You need to do this project without the help of your old buddy Google. All code must be originally yours or be modified from code that we built in class. You can ask Google how Python works with matrices and the like, but searching directly for the algorithms (which are actually well-known, well-studied, and named algorithms) is not allowed.

Finally, solving systems of equations with the |np.linalg.solve() command can only be done to verify or check your answer(s).

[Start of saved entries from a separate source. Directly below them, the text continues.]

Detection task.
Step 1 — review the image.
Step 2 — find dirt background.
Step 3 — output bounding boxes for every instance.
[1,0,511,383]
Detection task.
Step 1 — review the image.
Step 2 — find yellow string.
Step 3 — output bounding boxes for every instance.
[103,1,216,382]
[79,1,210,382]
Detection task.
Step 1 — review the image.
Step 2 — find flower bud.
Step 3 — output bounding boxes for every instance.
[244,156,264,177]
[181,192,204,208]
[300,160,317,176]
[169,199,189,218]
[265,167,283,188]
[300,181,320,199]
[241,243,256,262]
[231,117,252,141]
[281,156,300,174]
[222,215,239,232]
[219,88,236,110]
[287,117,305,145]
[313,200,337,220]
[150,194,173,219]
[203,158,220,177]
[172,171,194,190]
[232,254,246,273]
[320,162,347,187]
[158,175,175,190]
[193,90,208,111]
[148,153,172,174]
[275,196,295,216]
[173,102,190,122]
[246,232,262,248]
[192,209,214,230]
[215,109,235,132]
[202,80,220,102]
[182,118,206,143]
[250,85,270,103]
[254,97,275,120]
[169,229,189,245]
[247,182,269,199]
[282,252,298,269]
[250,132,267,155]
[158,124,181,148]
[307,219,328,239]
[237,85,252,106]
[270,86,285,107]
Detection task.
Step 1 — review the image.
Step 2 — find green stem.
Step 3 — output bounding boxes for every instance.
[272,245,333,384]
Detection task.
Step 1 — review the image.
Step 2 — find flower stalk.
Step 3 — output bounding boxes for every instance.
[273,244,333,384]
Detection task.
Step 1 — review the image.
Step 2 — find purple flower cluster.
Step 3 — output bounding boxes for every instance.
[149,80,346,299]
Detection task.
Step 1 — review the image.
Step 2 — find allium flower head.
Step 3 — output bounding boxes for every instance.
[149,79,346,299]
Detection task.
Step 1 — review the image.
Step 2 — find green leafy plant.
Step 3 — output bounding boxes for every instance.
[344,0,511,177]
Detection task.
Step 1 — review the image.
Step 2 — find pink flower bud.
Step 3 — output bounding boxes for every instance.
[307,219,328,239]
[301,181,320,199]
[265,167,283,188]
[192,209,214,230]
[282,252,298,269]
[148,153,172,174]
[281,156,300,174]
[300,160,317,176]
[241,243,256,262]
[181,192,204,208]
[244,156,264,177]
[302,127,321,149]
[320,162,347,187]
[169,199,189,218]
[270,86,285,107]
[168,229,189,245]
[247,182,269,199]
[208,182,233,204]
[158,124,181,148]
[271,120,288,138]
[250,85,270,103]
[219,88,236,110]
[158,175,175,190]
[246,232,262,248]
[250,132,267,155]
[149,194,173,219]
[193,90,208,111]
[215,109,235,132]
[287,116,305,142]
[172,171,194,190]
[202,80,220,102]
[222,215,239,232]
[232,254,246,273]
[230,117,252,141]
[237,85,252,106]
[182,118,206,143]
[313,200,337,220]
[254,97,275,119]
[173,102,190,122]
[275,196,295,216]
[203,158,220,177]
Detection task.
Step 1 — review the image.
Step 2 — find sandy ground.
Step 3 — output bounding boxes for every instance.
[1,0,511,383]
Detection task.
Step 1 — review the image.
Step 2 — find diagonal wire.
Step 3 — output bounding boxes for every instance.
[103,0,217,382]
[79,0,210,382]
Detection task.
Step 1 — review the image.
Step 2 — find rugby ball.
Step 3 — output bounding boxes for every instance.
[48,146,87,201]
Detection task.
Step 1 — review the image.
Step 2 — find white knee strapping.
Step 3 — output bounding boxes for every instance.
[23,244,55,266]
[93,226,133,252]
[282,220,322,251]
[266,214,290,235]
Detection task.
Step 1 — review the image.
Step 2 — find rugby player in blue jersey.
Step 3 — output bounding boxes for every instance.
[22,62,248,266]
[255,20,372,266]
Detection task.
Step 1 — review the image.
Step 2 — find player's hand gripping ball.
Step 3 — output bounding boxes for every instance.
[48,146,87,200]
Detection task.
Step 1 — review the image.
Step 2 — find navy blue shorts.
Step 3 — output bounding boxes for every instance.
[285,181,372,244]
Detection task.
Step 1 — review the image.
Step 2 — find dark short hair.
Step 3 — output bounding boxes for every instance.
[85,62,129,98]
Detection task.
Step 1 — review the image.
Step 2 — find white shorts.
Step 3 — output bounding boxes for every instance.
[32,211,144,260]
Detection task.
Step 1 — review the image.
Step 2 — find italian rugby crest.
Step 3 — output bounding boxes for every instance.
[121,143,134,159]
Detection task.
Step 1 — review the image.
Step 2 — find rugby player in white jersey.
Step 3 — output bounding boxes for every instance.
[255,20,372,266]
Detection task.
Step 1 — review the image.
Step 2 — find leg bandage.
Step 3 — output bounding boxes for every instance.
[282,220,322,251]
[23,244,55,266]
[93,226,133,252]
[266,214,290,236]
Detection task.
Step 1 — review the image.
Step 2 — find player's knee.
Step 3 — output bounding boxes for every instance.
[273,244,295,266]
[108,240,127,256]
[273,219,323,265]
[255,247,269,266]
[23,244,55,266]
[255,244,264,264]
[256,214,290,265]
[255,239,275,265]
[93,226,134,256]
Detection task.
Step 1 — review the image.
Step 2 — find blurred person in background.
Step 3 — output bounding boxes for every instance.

[^0]:    ${ }^{1}$ You should also note that $\|\boldsymbol{u}\|=\sqrt{\boldsymbol{u} \cdot \boldsymbol{u}}$ is not the only definition of distance. More generally, if you let $\langle\boldsymbol{u}, \boldsymbol{v}\rangle$ be an inner product for $\boldsymbol{u}$ and $\boldsymbol{v}$ in some vector space $\mathcal{V}$ then $\|\boldsymbol{u}\|=\sqrt{\langle\boldsymbol{u}, \boldsymbol{u}\rangle}$. In most cases in this text we will be using the dot product as our prefered inner product so we won't have to worry much about this particular natural extension of the definition of the length of a vector.

[^1]:    ${ }^{2}$ You might have thought that naive multiplication was a much more natural way to do matrix multiplication when you first saw it. Hopefully now you see the power in the definition of matrix multiplication that we actually use. If not, then I give you this moment to ponder that (a) matrix multiplication is just a bunch of dot products, and (b) dot products can be seen as projections. Hence, matrix multiplication is really just a projection of the rows of $A$ onto the columns of $B$. This has much more rich geometric flavor than naive multiplication.

[^2]:    ${ }^{3}$ Take careful note here. We have actually just built a special case of the $L U$ decomposition. Remember that in row reduction you are allowed to swap the order of the rows, but in our $L U$ algorithm we don't have any row swaps. The version of $L U$ with row swaps is called $L U$ with partial pivoting. We won't built the full partial pivoting algorithm in this text but feel free to look it up. The wikipedia page is a decent place to start. What you'll find is that there are indeed many different versions of the $L U$ decomposition.

[^3]:    ${ }^{4}$ Numerical Linear Algebra is a huge field and there is way more to say ... but alas, this is an introductory course in numerical methods so we can't do everything. Sigh.

[^4]:    ${ }^{5}$ To build a matrix with specific eigenvalues it may be helpful to recall the matrix factorization $A=P D P^{-1}$ where the columns of $P$ are the eigenvectors of $A$ and the diagonal entries of $D$ are the eigenvalues. If you choose $P$ and $D$ then you can build $A$ with your specific eigen-structure. If you are looking for complex eigenvalues then remember that the eigenvectors may well be complex too.

[^5]:    ${ }^{6}$ Actually, the determinant computation uses LU with partial pivoting which we did not cover here in the text. What we are looking at in this exercise is a smaller subcase of what happens when you have a matrix $A$ that does not require any row swaps in the row reduction process.

[^6]:    ${ }^{7}$ Technically speaking we should not call this a "factorization" since we have not split the matrix $A$ into a product of two matrices. Instead we should call it a "partition" since in number theory we call the process of breaking an integer into the sum of two integers is called a "partition." Even so, we will still use the word factorization here for simpllicity.